How might we uncover technological bias and prejudice, and design interventions to fight against anti-racist systems?


Technology is biased. From infrared soap dispensers that are unable to detect darker skin to digital cameras that ask the question “did someone blink?” to smiling Asian faces to facial recognition algorithms that fare better with middle-aged white men’s faces than for people of color, women, children, and the elderly, society has continued to design and deploy tools that perpetrate different kinds of bias. In Race After Technology, Ruha Benjamin, Associate Professor of African American Studies at Princeton University, explains how the good intentions of technology not only fail to stem bias and prejudice, but could oftentimes exacerbate pre-existing inequalities. In June 2020, IBM, Amazon and Microsoft halted the sales of their facial recognition technology to the U.S. police. Many saw it as a concession made by the tech giants in light of the national reckoning over anti-Black police violence and systemic racism. However, even in everyday usages such as content-filtering and content-suggestion, discriminatory algorithmic, under the guise of neutrality and objectivity, continue to put people on the receiving ends at risk of segregations within their own echo chamber, and diminishing their ability to empathize with others in a myriad of ways.

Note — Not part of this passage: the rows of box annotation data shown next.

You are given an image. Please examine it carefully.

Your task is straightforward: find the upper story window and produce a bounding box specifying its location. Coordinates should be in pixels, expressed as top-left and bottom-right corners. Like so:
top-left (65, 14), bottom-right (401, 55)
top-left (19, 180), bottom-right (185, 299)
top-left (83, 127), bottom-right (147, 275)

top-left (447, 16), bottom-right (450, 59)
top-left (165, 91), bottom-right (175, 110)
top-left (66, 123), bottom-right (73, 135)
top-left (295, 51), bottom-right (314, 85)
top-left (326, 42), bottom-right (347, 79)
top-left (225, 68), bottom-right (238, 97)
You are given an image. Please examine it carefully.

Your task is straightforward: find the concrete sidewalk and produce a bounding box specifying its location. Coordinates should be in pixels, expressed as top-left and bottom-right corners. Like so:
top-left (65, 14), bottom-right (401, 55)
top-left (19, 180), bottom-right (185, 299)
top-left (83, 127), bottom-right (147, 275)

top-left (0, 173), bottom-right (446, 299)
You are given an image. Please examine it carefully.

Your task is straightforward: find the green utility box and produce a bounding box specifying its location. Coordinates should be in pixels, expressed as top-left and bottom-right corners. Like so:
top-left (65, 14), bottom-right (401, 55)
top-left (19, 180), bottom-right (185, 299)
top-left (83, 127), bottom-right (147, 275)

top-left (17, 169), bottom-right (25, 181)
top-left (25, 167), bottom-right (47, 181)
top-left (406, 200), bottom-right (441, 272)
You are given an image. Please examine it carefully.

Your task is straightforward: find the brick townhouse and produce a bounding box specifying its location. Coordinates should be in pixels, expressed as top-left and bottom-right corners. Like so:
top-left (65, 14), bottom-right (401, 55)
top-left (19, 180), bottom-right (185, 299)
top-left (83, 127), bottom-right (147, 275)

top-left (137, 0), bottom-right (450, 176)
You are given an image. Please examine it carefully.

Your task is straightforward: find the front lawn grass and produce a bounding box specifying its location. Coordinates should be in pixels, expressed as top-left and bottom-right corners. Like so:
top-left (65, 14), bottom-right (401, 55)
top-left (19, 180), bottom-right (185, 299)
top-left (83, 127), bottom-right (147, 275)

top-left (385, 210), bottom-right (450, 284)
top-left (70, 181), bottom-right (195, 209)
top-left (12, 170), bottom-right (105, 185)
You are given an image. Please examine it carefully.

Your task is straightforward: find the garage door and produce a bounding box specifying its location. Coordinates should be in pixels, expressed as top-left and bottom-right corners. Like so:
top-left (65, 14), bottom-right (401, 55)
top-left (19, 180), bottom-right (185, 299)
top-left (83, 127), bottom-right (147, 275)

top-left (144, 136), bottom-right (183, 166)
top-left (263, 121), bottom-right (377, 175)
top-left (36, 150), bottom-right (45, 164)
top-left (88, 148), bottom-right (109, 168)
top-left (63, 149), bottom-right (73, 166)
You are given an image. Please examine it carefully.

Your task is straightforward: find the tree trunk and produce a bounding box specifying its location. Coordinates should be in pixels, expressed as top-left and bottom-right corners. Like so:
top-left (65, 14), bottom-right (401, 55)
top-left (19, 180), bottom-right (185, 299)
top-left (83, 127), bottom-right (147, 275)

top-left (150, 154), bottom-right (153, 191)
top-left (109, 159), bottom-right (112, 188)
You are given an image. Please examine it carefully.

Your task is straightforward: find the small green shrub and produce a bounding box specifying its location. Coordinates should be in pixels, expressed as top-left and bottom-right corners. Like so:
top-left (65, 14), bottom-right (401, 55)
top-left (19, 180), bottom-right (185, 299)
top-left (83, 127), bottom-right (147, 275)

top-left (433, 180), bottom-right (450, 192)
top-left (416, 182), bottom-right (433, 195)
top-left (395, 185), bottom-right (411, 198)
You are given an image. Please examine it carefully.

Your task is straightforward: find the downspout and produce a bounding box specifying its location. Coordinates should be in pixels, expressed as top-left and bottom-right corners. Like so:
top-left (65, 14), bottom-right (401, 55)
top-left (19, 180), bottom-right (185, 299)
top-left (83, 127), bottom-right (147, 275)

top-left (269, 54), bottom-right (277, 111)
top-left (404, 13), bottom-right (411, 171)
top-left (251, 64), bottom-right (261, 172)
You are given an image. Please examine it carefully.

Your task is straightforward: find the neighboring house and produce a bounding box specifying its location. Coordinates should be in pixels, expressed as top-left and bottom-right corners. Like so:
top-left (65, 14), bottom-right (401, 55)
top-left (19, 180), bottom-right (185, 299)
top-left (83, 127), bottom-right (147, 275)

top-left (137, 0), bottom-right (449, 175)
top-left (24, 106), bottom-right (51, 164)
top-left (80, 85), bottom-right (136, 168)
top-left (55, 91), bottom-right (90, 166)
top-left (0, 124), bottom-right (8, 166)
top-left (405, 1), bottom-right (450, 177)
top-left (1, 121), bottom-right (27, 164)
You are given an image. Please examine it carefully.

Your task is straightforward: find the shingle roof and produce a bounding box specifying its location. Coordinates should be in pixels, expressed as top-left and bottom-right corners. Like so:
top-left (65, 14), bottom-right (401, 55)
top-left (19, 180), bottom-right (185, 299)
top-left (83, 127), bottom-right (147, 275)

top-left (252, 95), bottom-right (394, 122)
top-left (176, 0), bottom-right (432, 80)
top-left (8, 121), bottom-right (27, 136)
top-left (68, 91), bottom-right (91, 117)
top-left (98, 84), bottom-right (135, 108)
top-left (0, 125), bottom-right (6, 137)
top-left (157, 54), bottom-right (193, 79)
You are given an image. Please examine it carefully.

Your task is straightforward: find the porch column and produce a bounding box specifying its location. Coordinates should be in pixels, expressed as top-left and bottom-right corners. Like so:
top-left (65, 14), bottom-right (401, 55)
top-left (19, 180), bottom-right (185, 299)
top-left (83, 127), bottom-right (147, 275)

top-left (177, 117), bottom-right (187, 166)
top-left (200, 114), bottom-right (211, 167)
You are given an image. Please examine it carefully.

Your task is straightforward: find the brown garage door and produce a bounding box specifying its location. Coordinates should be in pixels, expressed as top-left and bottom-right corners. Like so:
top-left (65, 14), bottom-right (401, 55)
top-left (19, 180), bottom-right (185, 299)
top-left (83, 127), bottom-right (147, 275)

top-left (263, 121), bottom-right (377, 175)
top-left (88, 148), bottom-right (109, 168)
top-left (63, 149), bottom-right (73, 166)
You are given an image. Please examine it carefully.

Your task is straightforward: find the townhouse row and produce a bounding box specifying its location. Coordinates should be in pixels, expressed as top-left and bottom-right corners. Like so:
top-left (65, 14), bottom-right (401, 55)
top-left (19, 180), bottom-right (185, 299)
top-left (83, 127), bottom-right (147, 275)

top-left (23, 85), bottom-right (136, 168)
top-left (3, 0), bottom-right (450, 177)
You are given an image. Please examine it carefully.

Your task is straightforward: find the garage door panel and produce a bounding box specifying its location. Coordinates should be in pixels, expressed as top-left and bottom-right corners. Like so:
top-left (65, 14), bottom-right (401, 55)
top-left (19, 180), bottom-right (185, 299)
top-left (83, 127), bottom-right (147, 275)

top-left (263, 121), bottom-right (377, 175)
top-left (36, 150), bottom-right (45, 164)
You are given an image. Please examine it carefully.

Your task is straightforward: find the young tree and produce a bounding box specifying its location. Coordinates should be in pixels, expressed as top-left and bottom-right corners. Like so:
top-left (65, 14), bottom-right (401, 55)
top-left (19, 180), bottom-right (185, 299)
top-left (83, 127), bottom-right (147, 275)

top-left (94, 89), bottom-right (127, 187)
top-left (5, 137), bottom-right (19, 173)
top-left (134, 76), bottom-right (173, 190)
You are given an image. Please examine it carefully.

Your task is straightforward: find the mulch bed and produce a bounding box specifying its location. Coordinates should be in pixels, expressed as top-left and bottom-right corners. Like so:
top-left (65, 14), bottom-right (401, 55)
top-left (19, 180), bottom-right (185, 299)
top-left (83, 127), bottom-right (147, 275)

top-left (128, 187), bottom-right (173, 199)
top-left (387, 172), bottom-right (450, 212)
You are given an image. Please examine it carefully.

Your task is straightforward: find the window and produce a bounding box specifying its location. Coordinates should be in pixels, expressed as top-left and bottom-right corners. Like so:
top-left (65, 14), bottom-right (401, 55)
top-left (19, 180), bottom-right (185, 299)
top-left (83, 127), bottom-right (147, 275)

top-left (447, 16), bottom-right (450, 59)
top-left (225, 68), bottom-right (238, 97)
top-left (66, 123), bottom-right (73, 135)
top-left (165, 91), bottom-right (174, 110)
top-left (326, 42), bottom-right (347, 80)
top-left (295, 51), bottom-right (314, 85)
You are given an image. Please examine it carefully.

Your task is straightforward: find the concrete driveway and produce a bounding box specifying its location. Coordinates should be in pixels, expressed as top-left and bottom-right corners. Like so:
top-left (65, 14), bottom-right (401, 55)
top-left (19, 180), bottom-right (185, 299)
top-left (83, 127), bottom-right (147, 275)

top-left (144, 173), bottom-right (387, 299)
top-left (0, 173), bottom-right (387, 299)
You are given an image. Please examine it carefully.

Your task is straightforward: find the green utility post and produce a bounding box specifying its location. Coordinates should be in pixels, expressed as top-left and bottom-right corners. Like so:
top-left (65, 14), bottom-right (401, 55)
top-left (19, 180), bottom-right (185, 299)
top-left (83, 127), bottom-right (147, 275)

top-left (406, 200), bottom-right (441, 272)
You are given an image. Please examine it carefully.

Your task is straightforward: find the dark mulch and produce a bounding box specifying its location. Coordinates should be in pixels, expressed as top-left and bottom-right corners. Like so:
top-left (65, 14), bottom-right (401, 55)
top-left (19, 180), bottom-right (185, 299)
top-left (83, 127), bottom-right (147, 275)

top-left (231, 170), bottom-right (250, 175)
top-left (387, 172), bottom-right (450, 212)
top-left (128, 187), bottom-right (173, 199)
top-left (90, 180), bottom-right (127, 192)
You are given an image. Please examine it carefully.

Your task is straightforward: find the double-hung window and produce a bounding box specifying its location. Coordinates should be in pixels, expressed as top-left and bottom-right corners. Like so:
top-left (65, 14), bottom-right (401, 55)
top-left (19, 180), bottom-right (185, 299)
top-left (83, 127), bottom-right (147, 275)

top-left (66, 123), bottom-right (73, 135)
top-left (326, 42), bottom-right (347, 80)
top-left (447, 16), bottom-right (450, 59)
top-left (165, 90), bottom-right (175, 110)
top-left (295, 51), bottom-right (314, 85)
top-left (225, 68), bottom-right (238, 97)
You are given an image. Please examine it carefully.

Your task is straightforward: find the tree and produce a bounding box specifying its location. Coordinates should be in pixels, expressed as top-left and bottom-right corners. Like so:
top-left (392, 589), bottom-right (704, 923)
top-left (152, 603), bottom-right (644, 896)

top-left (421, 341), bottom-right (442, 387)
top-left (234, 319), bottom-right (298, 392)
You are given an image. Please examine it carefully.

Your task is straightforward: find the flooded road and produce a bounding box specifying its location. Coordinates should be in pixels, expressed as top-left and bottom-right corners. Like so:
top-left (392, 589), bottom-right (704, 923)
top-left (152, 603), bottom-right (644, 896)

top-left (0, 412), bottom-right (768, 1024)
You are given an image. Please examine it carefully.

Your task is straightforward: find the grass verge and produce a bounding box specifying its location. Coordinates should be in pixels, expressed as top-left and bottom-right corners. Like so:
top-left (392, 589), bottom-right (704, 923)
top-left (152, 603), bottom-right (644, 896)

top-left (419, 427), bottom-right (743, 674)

As technological bias is being recognized, people, the tech industry, and society have launched justice movements to dismantle these prejudices. As Benjamin argues in her book, hiding behind the neutrality and objectivity of technology is the humans who created it. Because humans are inherently biased, artificial intelligence inherits all of these biases contained in the data on which it is trained. Even Facebook admitted that its algorithms “exploit the human brain’s attraction to divisiveness,” and could make the social network a more polarized place. Working together with Janet Vertesi, as an extension or in reference to her course in Spring 2021*, this team of Tiger Challenge students will investigate, design, build and test sociotechnical systems that embrace anti-racism as the core value.

Recognizing that technology is not a panacea, or can solve social problems by itself, students will look at sociotechnological bias as a consequence rather than a cause of problems, and develop innovative anti-racist interventions in our technological world.


* Students interested in this challenge need not be enrolled in SOC 414 / COS 415, but the eventual team may include students from the Spring course. 

 

Faculty Advisor:

Janet Vertesi, Associate Professor of Sociology at Princeton University


Community Partner:

TBD
 

 

What is the team working on now? In the team's own words:

Our project is “Everyday Racist Technologies”, but since this theme is so broad—spanning so many potential directions and industries—we decided to look through the specific lens of affordable housing to get started. We landed on affordable housing after looking at a previous student group’s project on education. Their investigation of the inequality of school district funding in NJ led us to consider how communities are historically segregated both racially and socioeconomically, and the role that housing has played in doing so. 

We began the process by scheduling and conducting interviews with professors from various academic backgrounds, such as architecture and computer science, real estate developers, social workers, and other relevant people throughout the Princeton area to get a better understanding of the affordable housing industry within New Jersey. Through this process, we learned about the rules/regulations surrounding the industry, the lack of legislation on the state level, the lack of information resources for people seeking affordable housing, and how racial discrimination permeates the industry. For a while, we examined the various factors (including credit scoring) that go into an affordable housing application and how they might disproportionately affect communities of color, later shifting our focus to evaluate the lives of people who are already accepted into affordable housing communities. By doing so, we were advised to research methodologies to reduce living costs for those who are suffering from poverty and to build community for those in need. 

One of our big struggles was talking to affected people themselves—people who have gone through the application process or people currently living in affordable housing. On top of this, the lack of statewide legislation has made it extremely difficult for many social workers to make substantial improvements due to their inability to strongly regulate the decisions of the private developers building affordable housing. 

    Due to these challenges, as well as our collective interest to explore more explicit forms of technology that our team could address, we’ve revisited our affinity maps to look for ways we could pivot into a different but related topic more rooted in technology. While we are still investigating potential topics, some ideas that have been brought to our attention are algorithmic bias in the medical industry and devices, technologies used in policing (facial recognition tech, body cam, etc), and products/experiences that would revert discrimination in order to cultivate empathy.